Web development made easy

21 Feb 2019

What the heck is the point of a framework

During my Spring 2019 semester, I was introduced to HTML and CSS and the world of web and app development. I’ve always thought of those languages to be particularly difficult, and using them to create high-quality websites that are functional was an enormous task and quite time-consuming. I worked with just HTML and CSS, creating simple and basic webpages, for a week before being introduced to a UI framework. That one week was exceedingly boring, as the only things that I was able to muster were primitive looking websites that belonged on the 1990s. I personally wasn’t happy with what I created and I craved for more. The coming week introduced me to my first UI framework, Semantic UI. I was taken by storm as to how easy it was to create a gratifying website that was nice to look at. Just loading the Semantic UI framework into the HTML file that held the primitive website, instantly made the website that I initially created into a much more modern and soft looking website, that in my opinion, could be published. In my short time using Semantic UI, I found it to be a necessary component in any web development toolset, as using raw HTML and CSS to create some things that Semantic UI provides would be very difficult and much harder without a framework.
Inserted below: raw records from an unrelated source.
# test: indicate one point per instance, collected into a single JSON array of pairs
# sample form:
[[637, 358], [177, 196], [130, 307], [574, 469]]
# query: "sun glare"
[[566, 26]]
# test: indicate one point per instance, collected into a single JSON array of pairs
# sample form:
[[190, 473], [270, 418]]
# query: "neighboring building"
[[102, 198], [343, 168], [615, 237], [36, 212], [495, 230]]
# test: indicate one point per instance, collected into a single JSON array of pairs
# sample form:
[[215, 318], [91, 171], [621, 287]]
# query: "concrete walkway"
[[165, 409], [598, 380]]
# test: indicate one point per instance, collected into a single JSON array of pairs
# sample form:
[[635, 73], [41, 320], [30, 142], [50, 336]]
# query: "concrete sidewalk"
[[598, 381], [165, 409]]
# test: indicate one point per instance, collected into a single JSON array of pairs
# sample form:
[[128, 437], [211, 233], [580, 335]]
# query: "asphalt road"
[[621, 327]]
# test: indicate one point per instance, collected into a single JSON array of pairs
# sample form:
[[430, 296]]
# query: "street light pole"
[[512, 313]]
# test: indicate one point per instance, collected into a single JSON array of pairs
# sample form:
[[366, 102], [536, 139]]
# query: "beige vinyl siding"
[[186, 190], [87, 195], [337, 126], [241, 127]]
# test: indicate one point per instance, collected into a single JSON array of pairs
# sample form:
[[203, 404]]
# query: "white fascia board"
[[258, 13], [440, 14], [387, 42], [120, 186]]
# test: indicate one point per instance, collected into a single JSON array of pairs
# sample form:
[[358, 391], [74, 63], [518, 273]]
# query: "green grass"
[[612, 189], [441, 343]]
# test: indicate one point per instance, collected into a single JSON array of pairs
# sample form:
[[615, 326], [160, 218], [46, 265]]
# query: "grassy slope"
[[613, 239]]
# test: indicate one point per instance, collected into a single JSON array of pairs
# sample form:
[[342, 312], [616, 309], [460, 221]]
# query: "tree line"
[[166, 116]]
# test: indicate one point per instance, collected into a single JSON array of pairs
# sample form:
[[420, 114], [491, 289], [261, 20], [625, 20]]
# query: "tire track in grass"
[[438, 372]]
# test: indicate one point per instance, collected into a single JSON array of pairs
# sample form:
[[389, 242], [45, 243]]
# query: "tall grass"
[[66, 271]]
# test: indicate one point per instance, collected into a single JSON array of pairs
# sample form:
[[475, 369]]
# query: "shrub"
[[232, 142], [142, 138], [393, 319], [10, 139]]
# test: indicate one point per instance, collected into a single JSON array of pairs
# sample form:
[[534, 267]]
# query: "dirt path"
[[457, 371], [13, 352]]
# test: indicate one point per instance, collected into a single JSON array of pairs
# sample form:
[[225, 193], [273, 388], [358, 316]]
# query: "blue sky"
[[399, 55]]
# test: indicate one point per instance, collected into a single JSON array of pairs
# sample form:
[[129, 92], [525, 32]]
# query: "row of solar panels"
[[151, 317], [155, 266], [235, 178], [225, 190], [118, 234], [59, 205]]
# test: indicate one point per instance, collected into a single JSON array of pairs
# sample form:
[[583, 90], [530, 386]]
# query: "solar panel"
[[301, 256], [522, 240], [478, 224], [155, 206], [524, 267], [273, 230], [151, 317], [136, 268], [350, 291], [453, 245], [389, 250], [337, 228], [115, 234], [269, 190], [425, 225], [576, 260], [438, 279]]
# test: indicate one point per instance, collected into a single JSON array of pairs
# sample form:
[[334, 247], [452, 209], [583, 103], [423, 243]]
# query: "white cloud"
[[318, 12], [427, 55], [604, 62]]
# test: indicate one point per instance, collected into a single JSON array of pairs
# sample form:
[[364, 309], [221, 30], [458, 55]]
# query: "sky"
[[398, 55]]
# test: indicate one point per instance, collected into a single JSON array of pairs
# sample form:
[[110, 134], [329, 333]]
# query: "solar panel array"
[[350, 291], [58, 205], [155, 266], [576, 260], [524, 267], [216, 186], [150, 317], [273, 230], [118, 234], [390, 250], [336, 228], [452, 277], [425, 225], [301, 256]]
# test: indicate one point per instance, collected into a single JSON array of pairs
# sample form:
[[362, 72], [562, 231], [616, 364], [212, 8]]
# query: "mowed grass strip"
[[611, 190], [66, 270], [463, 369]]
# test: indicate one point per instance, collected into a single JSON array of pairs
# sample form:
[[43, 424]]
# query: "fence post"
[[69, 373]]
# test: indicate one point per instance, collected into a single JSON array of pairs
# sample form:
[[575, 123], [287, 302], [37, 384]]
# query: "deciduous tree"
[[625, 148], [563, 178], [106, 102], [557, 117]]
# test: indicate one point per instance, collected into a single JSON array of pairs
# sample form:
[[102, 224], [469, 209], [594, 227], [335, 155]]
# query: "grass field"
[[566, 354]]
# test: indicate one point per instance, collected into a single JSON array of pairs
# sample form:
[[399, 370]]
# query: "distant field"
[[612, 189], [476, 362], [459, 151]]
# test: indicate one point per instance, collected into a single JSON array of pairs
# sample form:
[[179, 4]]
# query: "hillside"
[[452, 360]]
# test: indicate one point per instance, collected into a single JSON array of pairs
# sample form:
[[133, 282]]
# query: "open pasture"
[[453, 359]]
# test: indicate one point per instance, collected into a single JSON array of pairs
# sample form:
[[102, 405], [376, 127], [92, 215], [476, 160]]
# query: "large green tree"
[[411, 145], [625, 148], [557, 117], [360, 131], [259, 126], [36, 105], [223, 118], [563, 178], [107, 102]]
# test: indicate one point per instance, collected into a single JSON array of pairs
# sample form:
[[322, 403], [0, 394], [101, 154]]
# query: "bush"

Why learn a framework like Semantic?

I was told by my professor that using raw HTML and CSS to accomplish tasks that would fit the bill of most modern day websites would be futile and time-consuming. Having a framework at your disposal is like having that one card in a poker match that makes or breaks the current hand. They allow the user to easily create simple and not so primitive looking websites. Personally, I tend to look at Semantic UI as a puzzle, I take a lot of interest in scrolling through each different element that Semantic UI provides and figuring out how each piece can fit into the requirements of a coding homework or a project. Working the puzzles, though not literal ones, of website creation, is particularly interesting, and I enjoy finding the parts of a website and making it all come together. With that, learning a framework can be very beneficial and hard, as it opens up a chest of knowledge to use as well as requires a bit more learning and understanding. Using a UI framework gives the user components to use in website creation that are easy and fluid to use, rather than using HTML and CSS to accomplish it, and without a framework, a project could require you to know how to make the components of a website from scratch AND where to use them AND how to use them appropriately. Having said that, using a framework reduces one very large step in the creation of a website and allows for more time to be devoted to the tidbits of the website, rather than trying to get everything on the screen and then having to make sure every piece of HTML and CSS code that is written works together and works as intended.